The last month has provided more perspective on Bitcoin, gold, and the concept of hedging major macroeconomic risks. Bitcoin is often deemed to be “digital gold.”

But, it’s price is down 30% since Feb. 20, the day the stock market peaked, while gold is up 7% over the same period.

Bitcoin and Gold’s History as a Hedge

Gold’s history as a medium of exchange is even older than the concept of democracy, dating back to 700 BC. Even in modern history, the gold standard was around until 1971 in the United States. This track record has led much of the world to believe that the precious metal is a reliable form of money to fall back on.

Bitcoin’s roots are grounded in the 2008 financial crisis, where society paid the price for dreadful risk management by the big banks. However, at its core, Bitcoin is not a hedge against monetary manipulation, but a hedge against authoritarianism.

As an unconfiscatable asset, it provides the strongest resistance to the power of the state, unlike gold which is easy to confiscate.

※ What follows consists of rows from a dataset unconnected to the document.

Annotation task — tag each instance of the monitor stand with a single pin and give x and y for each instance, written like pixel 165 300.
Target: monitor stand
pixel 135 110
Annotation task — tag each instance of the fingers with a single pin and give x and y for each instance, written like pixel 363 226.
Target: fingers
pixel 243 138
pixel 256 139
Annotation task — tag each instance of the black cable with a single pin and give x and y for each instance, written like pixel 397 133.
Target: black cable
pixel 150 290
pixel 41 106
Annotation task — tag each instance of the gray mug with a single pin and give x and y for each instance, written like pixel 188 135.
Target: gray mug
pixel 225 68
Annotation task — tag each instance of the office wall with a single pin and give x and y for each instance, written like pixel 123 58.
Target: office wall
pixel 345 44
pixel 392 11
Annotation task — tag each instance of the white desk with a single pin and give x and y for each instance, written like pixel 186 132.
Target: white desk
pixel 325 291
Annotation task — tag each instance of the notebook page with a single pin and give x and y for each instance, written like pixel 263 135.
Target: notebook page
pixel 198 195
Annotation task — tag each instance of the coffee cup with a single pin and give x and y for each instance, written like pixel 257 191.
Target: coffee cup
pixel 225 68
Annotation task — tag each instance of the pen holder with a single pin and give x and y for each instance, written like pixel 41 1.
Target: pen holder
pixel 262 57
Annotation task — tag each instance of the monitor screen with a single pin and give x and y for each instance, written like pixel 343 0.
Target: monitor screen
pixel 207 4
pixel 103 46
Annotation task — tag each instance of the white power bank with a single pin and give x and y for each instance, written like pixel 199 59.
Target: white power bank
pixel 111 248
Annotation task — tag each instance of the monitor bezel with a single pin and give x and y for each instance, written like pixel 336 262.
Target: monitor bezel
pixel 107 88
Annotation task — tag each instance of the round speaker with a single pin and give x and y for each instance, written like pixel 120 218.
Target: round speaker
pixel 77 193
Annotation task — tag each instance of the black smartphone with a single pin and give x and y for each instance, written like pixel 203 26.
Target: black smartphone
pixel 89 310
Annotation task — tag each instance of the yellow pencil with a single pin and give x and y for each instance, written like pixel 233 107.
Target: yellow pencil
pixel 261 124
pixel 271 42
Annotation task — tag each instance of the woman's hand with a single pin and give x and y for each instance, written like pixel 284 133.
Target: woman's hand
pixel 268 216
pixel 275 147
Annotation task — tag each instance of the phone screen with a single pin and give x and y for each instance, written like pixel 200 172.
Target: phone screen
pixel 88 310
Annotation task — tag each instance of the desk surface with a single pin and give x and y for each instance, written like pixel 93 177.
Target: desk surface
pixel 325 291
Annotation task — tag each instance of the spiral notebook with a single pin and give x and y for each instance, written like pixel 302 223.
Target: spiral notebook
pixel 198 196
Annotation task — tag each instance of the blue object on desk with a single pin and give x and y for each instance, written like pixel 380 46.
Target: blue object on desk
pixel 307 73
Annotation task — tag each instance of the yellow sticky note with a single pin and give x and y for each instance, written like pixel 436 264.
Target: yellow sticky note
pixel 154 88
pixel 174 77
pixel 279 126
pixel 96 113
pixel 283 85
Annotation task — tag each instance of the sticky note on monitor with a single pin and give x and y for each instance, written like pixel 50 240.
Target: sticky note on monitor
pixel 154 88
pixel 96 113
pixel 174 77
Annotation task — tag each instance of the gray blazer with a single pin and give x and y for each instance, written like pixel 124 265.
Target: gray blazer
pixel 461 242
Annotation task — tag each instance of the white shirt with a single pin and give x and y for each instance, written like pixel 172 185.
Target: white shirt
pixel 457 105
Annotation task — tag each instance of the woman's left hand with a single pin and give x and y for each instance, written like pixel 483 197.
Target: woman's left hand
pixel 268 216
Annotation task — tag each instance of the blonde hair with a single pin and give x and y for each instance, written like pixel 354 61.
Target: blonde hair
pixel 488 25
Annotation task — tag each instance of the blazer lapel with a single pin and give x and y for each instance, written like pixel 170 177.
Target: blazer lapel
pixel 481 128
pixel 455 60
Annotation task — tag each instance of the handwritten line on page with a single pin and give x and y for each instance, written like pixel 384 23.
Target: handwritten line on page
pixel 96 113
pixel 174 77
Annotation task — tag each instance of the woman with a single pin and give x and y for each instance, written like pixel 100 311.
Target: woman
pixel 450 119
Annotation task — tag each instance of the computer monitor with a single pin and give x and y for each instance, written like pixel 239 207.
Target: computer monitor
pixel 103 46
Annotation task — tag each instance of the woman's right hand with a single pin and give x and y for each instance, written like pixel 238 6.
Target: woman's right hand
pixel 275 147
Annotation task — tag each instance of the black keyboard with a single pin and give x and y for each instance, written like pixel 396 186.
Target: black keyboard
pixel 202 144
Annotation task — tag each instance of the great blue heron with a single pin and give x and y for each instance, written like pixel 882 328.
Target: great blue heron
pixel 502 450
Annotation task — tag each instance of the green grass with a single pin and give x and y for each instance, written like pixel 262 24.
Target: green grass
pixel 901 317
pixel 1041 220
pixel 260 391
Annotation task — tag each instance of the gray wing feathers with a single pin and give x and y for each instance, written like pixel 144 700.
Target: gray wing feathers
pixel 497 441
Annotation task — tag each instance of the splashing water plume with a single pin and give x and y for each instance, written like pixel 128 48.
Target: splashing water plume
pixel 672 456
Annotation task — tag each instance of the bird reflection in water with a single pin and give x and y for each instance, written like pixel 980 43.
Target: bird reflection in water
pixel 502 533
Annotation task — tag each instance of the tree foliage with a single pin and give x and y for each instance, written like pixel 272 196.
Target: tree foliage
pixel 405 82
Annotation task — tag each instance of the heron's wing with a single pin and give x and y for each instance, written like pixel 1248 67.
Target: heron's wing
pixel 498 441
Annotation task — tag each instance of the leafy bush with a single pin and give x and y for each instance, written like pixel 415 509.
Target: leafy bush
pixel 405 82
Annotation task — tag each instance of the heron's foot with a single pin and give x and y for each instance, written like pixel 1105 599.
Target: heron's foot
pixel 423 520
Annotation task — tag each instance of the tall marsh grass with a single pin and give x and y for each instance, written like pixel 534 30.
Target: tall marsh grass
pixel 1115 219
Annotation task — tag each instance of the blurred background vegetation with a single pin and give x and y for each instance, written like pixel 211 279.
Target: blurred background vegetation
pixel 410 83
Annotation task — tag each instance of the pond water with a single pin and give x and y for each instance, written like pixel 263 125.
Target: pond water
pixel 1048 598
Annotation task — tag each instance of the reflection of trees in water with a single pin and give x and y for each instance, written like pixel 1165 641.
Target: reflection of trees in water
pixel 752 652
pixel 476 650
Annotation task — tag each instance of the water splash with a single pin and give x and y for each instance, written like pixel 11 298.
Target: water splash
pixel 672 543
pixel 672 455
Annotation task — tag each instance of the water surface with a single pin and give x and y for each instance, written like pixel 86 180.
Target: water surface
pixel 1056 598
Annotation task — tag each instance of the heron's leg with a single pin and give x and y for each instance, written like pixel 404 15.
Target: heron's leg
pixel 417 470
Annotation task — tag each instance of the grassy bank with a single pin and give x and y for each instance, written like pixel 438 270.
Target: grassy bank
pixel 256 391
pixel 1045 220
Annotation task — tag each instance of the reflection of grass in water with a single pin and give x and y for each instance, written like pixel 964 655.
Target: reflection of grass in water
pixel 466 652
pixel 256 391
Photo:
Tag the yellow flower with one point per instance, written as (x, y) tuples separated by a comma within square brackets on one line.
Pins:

With this in mind, it’s not surprising that Bitcoin fares well when geopolitical pressures mount. Like gun sales, BTC seems to do well when governments gain new and intrusive powers.

The Coronavirus pandemic has led to a situation where demand has collapsed and certain industries face prolonged slumps in sales. Retail consumers, moreover, are looking to avoid risky assets like Bitcoin.

Meanwhile, since this is an economic situation, it makes sense that gold, a monetary hedge, is faring better. Especially in the face of unprecedented government stimulus.

Though, in recent times, even the usually tame mainstream media has argued that governments are gaining too much power during this emergency—something they are unlikely to give up once the COVID-19 crisis is resolved.

So, the real question isn’t whether Bitcoin is a risk-on or risk-off asset. Instead, the question investors should ask is whether the current macroeconomic situation is one where BTC can thrive.

Demand shortages and reduced household incomes are not bullish for Bitcoin. People realizing that Bitcoin is the hardest form of money to confiscate, meanwhile, is bullish.

World output by real GDP chart
Global demand forecasts have turned negative for the year, per the IMF

BTC lacks credence among the general population as a form of money, but its ability to act as a political hedge is definitive and corroborated by the market.

And, once Bitcoin becomes large enough to prove that it is a viable alternative to the traditional financial system, it will evolve beyond a hedge. Every application built around Bitcoin provides an alternative for consumers. Soon, people will no longer need to rely on the unscrupulous centralized financial system.

Bitcoin won’t replace gold. The two assets will co-exist for the foreseeable future. Instead, Bitcoin will transcend beyond gold 2.0, becoming a new kind of money the world has never seen before.